Initial Thoughts On Operator
Earlier today OpenAI announced the long-rumored computer-use agent product, Operator. It is powered by a new model trained specifically for computer use, aptly named Computer-Using Agent (CUA) (CUA). The model shows significant improvements over the previous state-of-the-art, Anthropic’s Claude 3.5 with computer use, at least on the benchmarks performed by OpenAI. The demos shown in the announcement post are impressive, but like the Sora announcement last year, they are most probably extensively cherry-picked examples. The real, practical, one or few-shot performance of the model is likely far from what’s shown.
The one somewhat surprising thing was the choice for the model to use purely visual data (i.e. screenshot) to perform reasoning and actions, even though the technology (currently) only works with websites in a browser. Surely having access to the DOM, plus the ability to generate and execute JS, would yield a much more powerful and reliable model? But, if the OpenAI team has decided to build CUA with visual data only, they must have good reasons. So let’s speculate on what they might be.

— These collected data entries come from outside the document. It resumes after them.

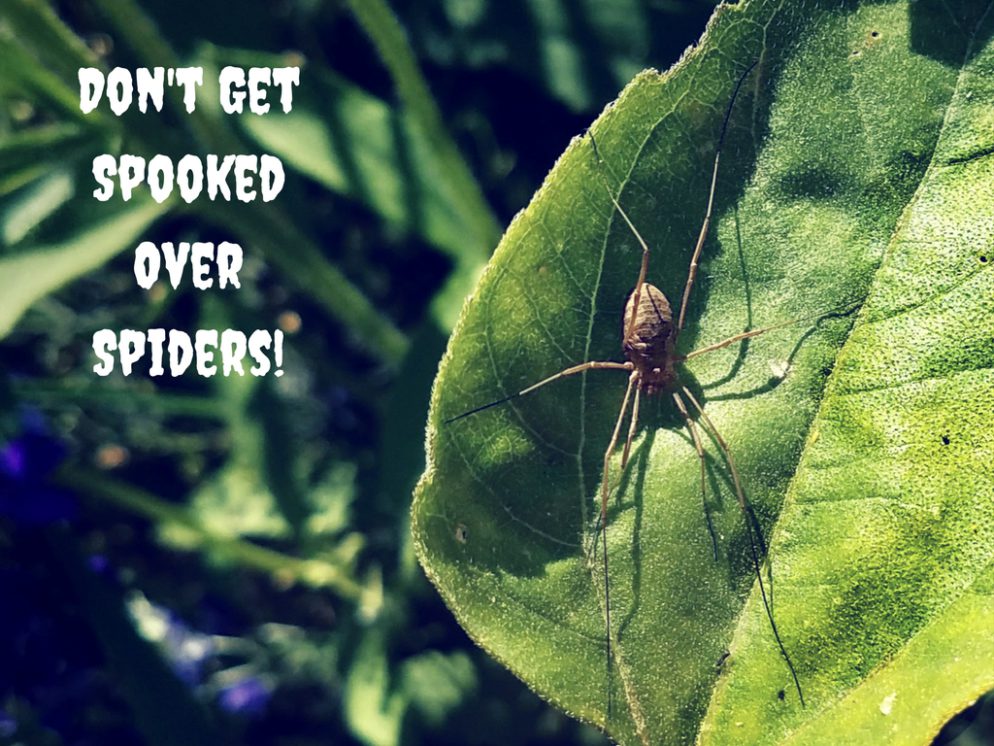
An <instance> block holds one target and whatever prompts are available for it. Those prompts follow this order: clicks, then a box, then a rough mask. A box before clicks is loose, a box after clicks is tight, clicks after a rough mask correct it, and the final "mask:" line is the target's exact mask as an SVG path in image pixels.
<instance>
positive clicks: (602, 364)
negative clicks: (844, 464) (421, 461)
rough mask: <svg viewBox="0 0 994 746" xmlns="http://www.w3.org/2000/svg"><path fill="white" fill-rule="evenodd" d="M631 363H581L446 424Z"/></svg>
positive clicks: (574, 365) (597, 361)
mask: <svg viewBox="0 0 994 746" xmlns="http://www.w3.org/2000/svg"><path fill="white" fill-rule="evenodd" d="M632 367H633V366H632V364H631V363H613V362H600V361H597V360H592V361H590V362H586V363H580V364H579V365H574V366H571V367H569V368H566V370H561V371H559V372H558V373H556V374H555V375H552V376H549V377H548V378H543V379H542V380H541V381H539V382H538V383H533V384H532V385H531V386H528V387H527V388H523V389H521V391H518V392H517V393H514V394H511V395H510V396H505V397H503V398H501V399H497V400H496V401H492V402H488V403H487V404H483V405H482V406H479V407H476V408H474V409H471V410H469V411H468V412H463V413H462V414H457V415H456V416H455V417H450V418H449V419H447V420H445V424H446V425H448V424H449V423H450V422H455V421H456V420H461V419H462V418H463V417H469V416H470V415H471V414H476V413H477V412H482V411H483V410H484V409H490V407H496V406H497V405H498V404H503V403H504V402H508V401H511V399H517V398H518V397H519V396H524V395H525V394H530V393H531V392H532V391H535V390H536V389H539V388H541V387H542V386H545V385H546V384H547V383H552V382H553V381H558V380H559V379H560V378H565V377H566V376H574V375H576V374H577V373H583V372H584V371H588V370H632Z"/></svg>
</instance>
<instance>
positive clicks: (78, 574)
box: [51, 532, 220, 746]
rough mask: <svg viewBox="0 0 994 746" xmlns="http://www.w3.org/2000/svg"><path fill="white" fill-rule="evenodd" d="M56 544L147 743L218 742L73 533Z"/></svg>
mask: <svg viewBox="0 0 994 746" xmlns="http://www.w3.org/2000/svg"><path fill="white" fill-rule="evenodd" d="M51 546H52V552H53V554H54V555H55V556H56V557H57V559H58V560H59V562H61V564H62V567H63V571H64V572H65V573H66V574H67V575H68V576H69V578H70V580H71V582H72V586H73V588H74V589H75V590H76V592H77V594H78V596H79V602H80V607H81V608H82V609H83V612H84V615H85V619H86V621H87V622H88V623H89V626H90V627H91V628H92V630H93V633H94V634H95V636H96V637H97V639H98V640H99V641H100V646H101V647H102V648H103V651H104V655H105V656H106V658H107V663H108V665H109V668H110V671H111V672H112V673H113V675H114V677H115V680H116V683H117V685H118V688H119V691H120V693H121V696H122V697H123V698H124V700H125V701H126V702H127V703H128V705H129V706H130V707H131V709H132V711H133V713H134V718H135V722H136V724H137V725H138V727H139V728H140V730H141V732H142V735H143V736H144V737H145V739H146V740H147V742H148V743H149V744H152V745H153V746H172V745H173V744H178V743H183V744H190V746H199V745H200V744H203V745H204V746H208V745H209V744H217V743H218V742H219V740H220V735H219V734H218V732H217V729H216V728H215V727H214V723H213V722H212V721H211V719H210V718H209V717H208V715H207V711H206V710H205V708H204V706H203V705H202V703H200V702H198V701H197V700H196V699H195V698H194V697H193V696H192V695H191V693H190V690H189V689H188V688H187V687H186V685H185V684H184V683H183V682H181V681H180V680H179V679H178V678H177V677H176V675H175V674H174V673H173V672H172V671H170V670H169V668H168V666H167V665H166V663H165V661H164V660H163V659H162V657H161V656H160V655H159V654H158V653H157V652H156V650H155V649H154V648H153V647H152V645H151V643H150V642H149V641H148V640H146V639H144V638H143V637H141V636H140V635H139V634H138V631H137V630H136V629H135V626H134V624H133V623H132V621H131V620H130V619H128V617H127V614H126V613H125V609H124V604H123V603H122V601H121V598H120V596H118V595H117V594H116V593H115V591H114V590H112V588H111V586H110V585H108V584H107V583H106V581H105V580H104V579H102V578H99V577H97V576H95V575H93V574H92V573H91V572H90V571H89V570H88V568H87V566H86V561H85V560H84V558H83V556H82V553H81V552H80V551H79V548H78V547H77V546H76V543H75V537H73V536H72V535H70V534H68V532H66V533H65V534H59V535H58V536H57V541H52V542H51Z"/></svg>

They could be really confident about the scaling trajectory of visual-only computer use. This may be partly informed by their exclusive knowledge of how well scaling is working internally, on yet-to-be-released models. Perhaps the capability of these models is already so promising, that they feel there is no need to rely on other ways.
It may come down to an opinion, that ultimately we will not need anything other than visual data to build these models, so why bother now. This is similar to the classic LiDAR (Google/Waymo) vs. camera-based (Tesla) self-driving car systems. Yes you do get more information from LiDAR and the website page content, but humans only need eyes to perform these tasks, so machines should be able to do the same.
Visual-only definitely has the advantage of being more adaptable. If a computer-use model is trained with website content (HTML and JS), when you want to interact with native desktop apps, you’d have to re-train or at least tweak the model, since these apps have very different internal structures and syntax. In some environments, like Apple’s mobile ecosystem, looking into the applications’ UI programmatically may not even be possible. So if the goal is to have one model that can do everything, and mobile-use is needed, a visual-only model makes sense.
If CUA was relying on the website’s content to function, some companies may decide to make it difficult to extract structured content out of the page. Maybe Ticketmaster doesn’t want an army of Operator bots to grab all the concert tickets the second they come on sale. There are of course only limited ways they can obfuscate things - after all the browser still needs to understand the structure to render the page - but it would create an additional hurdle for the model to overcome. With a purely visual model, there is not much anyone can do, as it is exactly how a human uses a computer.
Whatever their reasons are, I do agree with the OpenAI team’s thesis that visual-only computer use is the ultimate solution. But I also think that in the interim, while the model’s capabilities are not quite there, there is still tremendous value in feeding it with other forms of data. And there is no doubt that Operator is a data-mining product, all the changes on the webpage is captured along with the model output and actions performed, to further train future models.